2

I am trying to work with a large file ~ roughly 50 GB. I am trying to access iterate through the file using numpy memory mapping. I see that there is a limitation on the size of the file to be used for memory mapping which is 2GB for 32 bit systems. Here is the link : https://docs.scipy.org/doc/numpy-1.13.0/reference/generated/numpy.memmap.html

I would like to know if there is a hard limit on file size using numpy memory mapping for a good performance.

Delta
  • 161
  • 1
  • 8
  • It that related to [this question](https://stackoverflow.com/questions/726471/how-big-can-a-memory-mapped-file-be)? – tadman Apr 10 '18 at 20:21
  • Current x86_64 processors have a 48 bit hard limit on address space size, but you'll finish the physical RAM needed to store page entries way before hitting it. – Matteo Italia Apr 10 '18 at 20:29
  • Do you actually have more than 50GB of RAM? If so, the answer is almost definitely yes. If not, you're just hoping the OS swapping pages will be more efficient or simpler than windowing the mmap or the like (it won't be more efficient, but it might be efficient enough…), the answer is probably yes, but try it and see. For full details, see my answer. – abarnert Apr 10 '18 at 20:40

1 Answers1

5

You usually don't need to worry about the limit for 64-bit mmap, but I'll explain why.

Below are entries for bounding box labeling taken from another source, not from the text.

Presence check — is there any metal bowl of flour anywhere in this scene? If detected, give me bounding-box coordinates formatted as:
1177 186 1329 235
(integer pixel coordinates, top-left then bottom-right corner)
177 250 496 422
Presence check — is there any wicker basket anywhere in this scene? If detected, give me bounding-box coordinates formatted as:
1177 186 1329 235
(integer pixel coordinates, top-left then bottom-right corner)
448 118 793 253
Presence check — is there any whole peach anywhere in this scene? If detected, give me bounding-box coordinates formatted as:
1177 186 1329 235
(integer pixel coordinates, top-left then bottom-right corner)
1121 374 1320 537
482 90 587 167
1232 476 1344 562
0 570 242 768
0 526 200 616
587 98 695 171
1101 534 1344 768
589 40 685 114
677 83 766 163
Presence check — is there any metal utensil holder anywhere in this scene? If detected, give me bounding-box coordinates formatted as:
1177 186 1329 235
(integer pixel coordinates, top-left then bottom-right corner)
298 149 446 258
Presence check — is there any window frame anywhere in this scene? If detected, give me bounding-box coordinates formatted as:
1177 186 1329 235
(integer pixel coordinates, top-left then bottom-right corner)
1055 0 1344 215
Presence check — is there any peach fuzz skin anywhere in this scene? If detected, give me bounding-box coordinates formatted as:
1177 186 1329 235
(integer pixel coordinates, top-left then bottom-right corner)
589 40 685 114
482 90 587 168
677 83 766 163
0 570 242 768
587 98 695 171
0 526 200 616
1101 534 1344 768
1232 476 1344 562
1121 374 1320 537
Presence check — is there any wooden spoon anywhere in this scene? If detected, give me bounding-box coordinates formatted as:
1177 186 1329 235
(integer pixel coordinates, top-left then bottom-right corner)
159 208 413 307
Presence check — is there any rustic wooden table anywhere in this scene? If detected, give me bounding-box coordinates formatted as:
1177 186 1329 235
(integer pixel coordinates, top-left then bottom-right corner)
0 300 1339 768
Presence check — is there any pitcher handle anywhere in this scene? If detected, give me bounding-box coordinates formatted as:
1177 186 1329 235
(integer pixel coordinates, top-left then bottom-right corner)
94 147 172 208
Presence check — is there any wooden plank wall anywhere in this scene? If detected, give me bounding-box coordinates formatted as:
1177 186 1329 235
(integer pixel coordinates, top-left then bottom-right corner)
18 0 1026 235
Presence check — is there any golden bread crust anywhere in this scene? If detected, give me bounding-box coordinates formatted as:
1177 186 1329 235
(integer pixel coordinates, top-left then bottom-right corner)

First, 32-bit platforms can in theory support up to 2**32, or 4GB. But the OS reserves a chunk of that for itself. On Windows, this chunk is a whole 2GB by default (you can configure it to be lower, but some software may break because it assumes it's safe to use "signed pointers"), while on other platforms it's usually more like 512MB.

Similarly, 64-bit platforms can in theory support up to 2**64, or 16EB. Here, whether the OS reserves 512MB or 2GB isn;t going to make a significant dent.


However, your hardware may limit things to somewhere between 44 and 56 bits (most current systems are 48-bit), and 44 bits is only 256TB.

And your OS may limit things even farther. IIRC, the earliest 64-bit linux kernels only used 40 bits (because there was no hardware that could use more at the time), which is only 1TB.

Finally, on Windows, if you're using a "basic" or "starter" edition, it may limit things even further to as low as 8GB for Windows 8 Home Basic Edition. This is the only one that might affect your file.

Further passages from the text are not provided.